By Ilya Khrennikov and Maria Kolesnikova

Oct. 30 (Bloomberg) -- Evraz Group SA, 36 percent owned by billionaire Chelsea Football Club owner Roman Abramovich, said steel demand is rising at most of its foreign operations and pipe orders may lead to the restart of an idled U.S. plant.

The company, Russia’s second-largest steelmaker, is “working on” pipe orders for 2010 in North America that may prompt the restart of Evraz’s 200,000-ton-a-year factory in Portland, Oregon, Senior Vice President Pavel Tatyanin, who oversees the company’s businesses outside Russia, said in an interview. The facility was idled in July.

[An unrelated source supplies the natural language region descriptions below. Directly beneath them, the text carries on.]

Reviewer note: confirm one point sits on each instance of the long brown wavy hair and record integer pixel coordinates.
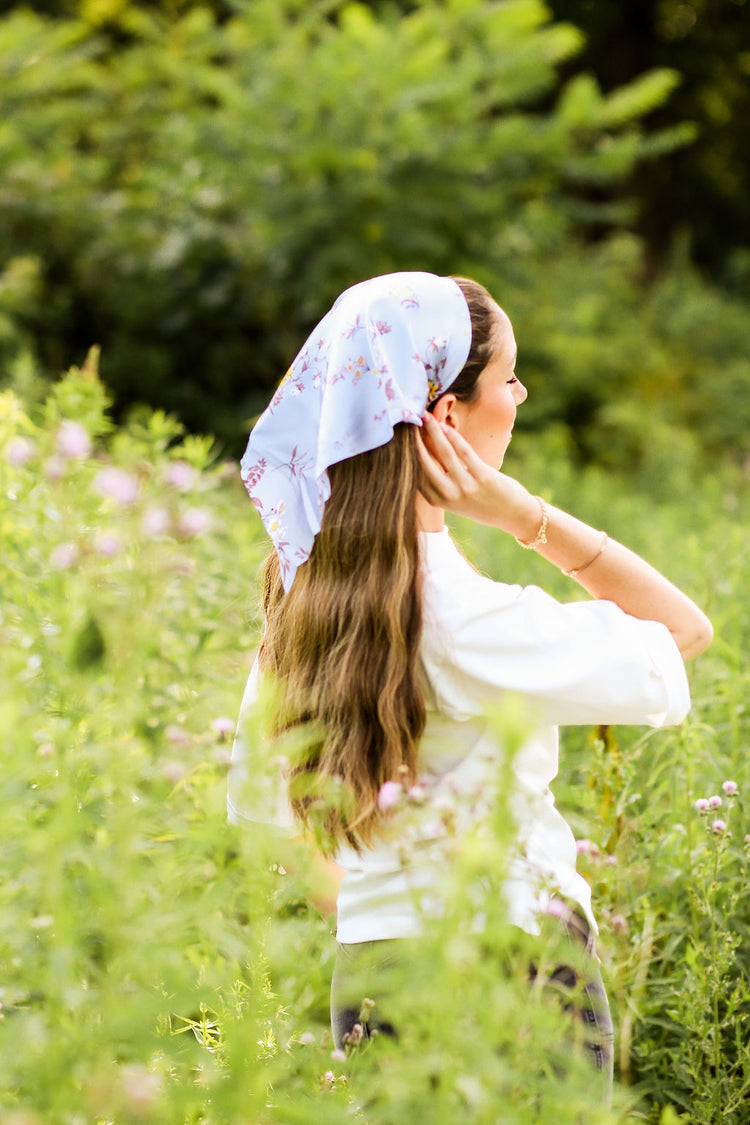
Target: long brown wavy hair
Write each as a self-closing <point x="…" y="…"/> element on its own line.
<point x="343" y="642"/>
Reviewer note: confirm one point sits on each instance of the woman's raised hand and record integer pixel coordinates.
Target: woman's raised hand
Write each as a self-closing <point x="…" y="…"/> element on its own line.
<point x="455" y="478"/>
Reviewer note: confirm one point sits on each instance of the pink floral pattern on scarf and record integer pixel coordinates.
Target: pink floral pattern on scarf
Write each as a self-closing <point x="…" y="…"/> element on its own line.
<point x="386" y="349"/>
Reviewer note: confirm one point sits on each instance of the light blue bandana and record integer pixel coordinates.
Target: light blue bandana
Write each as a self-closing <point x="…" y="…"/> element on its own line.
<point x="386" y="349"/>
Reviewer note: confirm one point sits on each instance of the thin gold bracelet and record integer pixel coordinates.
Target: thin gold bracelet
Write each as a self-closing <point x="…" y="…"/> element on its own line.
<point x="541" y="534"/>
<point x="577" y="570"/>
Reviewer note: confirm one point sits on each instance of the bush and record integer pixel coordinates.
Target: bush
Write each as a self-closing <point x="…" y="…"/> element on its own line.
<point x="159" y="968"/>
<point x="193" y="192"/>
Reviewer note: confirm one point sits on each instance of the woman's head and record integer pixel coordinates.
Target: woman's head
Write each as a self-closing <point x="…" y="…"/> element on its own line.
<point x="482" y="399"/>
<point x="343" y="640"/>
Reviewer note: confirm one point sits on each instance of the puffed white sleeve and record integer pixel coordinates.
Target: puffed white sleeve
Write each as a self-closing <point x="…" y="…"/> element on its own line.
<point x="579" y="662"/>
<point x="256" y="789"/>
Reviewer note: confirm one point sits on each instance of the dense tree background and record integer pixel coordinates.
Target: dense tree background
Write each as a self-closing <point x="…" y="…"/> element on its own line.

“Our South African steel mill is currently operating at the highest capacity in 10 years,” Tatyanin said. Evraz’s Italian steel-plate mill has been working at full capacity since May and has sold all its November output, he added.

The collapse in commodity prices in the past year has left Evraz posting a first-half net loss while holding $8.5 billion of debt that it amassed buying steel plants in the U.S., Europe and Africa. Evraz may have to renegotiate terms with lenders, Standard & Poor’s said last month.

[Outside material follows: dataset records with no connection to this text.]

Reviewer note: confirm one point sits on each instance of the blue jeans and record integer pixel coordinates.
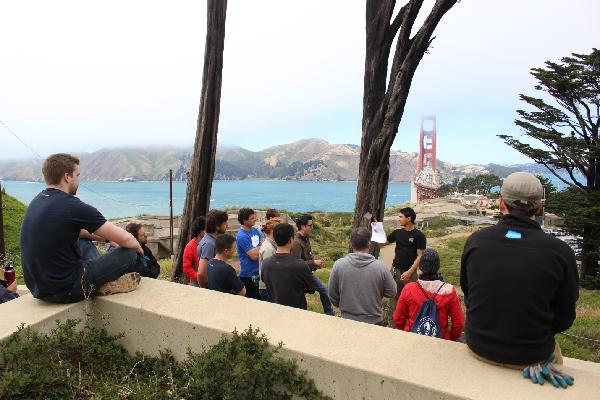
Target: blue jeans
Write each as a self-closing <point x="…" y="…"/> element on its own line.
<point x="327" y="307"/>
<point x="264" y="295"/>
<point x="87" y="250"/>
<point x="95" y="273"/>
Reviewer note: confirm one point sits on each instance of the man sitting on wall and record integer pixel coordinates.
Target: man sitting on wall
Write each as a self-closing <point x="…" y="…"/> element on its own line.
<point x="53" y="268"/>
<point x="520" y="286"/>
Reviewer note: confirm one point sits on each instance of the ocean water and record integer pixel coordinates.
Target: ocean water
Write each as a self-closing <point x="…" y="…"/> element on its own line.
<point x="123" y="199"/>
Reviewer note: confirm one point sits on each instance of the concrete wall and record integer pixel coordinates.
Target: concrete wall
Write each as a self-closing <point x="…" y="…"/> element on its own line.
<point x="347" y="359"/>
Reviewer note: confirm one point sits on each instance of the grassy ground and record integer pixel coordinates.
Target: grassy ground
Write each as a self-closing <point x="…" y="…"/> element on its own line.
<point x="13" y="213"/>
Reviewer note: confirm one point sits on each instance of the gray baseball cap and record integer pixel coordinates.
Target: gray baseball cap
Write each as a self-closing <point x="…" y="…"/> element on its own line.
<point x="522" y="189"/>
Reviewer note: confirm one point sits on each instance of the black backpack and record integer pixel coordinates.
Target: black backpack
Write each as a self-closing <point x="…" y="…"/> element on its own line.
<point x="427" y="322"/>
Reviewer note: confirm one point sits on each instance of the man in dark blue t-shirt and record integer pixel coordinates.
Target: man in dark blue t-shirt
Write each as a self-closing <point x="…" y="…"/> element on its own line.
<point x="53" y="267"/>
<point x="220" y="275"/>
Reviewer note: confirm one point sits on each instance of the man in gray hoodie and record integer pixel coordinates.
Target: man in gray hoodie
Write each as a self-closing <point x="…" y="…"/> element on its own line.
<point x="359" y="281"/>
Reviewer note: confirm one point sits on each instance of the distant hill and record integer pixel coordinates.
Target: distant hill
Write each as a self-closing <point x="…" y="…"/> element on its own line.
<point x="309" y="159"/>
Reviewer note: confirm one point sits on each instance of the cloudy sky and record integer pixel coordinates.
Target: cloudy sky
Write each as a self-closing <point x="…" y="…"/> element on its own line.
<point x="82" y="75"/>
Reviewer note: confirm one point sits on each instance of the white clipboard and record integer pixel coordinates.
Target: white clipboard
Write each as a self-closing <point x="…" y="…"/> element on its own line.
<point x="377" y="233"/>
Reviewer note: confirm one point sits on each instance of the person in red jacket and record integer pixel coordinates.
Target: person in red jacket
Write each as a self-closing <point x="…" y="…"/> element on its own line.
<point x="446" y="299"/>
<point x="190" y="254"/>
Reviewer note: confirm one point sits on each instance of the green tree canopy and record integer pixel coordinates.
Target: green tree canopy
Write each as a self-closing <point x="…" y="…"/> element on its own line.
<point x="566" y="121"/>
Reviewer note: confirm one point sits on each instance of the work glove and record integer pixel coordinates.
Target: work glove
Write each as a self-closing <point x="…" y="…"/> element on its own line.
<point x="549" y="371"/>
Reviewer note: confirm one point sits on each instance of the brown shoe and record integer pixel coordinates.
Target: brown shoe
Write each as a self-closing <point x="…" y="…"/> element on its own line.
<point x="125" y="283"/>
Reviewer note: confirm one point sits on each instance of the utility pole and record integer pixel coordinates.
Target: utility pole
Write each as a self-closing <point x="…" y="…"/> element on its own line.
<point x="2" y="247"/>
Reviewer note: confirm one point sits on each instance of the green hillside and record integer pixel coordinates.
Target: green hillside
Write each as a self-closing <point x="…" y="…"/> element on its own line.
<point x="13" y="212"/>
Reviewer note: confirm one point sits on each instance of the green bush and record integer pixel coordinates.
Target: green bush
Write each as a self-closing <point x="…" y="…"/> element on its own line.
<point x="13" y="213"/>
<point x="88" y="364"/>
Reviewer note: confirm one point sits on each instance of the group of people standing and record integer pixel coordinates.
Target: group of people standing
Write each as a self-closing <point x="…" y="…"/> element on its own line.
<point x="520" y="284"/>
<point x="276" y="263"/>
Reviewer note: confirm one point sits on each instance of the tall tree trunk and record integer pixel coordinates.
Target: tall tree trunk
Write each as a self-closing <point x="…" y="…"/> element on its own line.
<point x="383" y="105"/>
<point x="199" y="183"/>
<point x="591" y="231"/>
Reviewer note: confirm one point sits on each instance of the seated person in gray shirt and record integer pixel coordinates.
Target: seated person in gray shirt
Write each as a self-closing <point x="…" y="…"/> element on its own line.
<point x="286" y="278"/>
<point x="221" y="276"/>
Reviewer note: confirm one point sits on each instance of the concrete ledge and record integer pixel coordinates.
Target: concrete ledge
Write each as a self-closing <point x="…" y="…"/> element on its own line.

Demand for vanadium, which Evraz produces in South Africa and the U.S., will probably grow faster than steel as emerging economies buy more of the steel additive, Tatyanin said Oct. 28 in Moscow, where the company is based. Foreign operations make up about 75 percent of Evraz’s revenue, he said.

‘V-Shaped Recovery’

The recovery in global demand “will not be V-shaped, it will be slow and gradual,” Tatyanin said. “We expect to show moderate production growth in some regions” in the fourth quarter, he said.

Evraz wrote down the value of its assets by $880 million last year and posted a first-half loss of $987 million. Demand is still weaker in the Czech Republic, where Evraz has its Vitkovice unit, Tatyanin said.

The cost of hot-rolled coil, a benchmark steel product used in cars and construction, gained 16 percent in the third quarter, the steepest increase in more than a year, according to data compiled by Metal Bulletin. Coil in Europe, which now fetches 395 euros ($581) a metric ton, is 41 percent lower than a year ago. U.S. prices fell 35 percent.

There is concern in the steel market that China, the world’s largest steel producer, may raise exports and depress global prices, said Boris Krasnojenov, an analyst at Renaissance Capital in Moscow. Tatyanin says that’s not a concern.

“China has high-cost steel production as it relies on imports of raw materials,” he added. “China has no reason to export its steel below the cash costs.”

Evraz fell 19 cents, or 0.7 percent, to $25.56 a depository receipt as of 8:46 a.m. in London trading.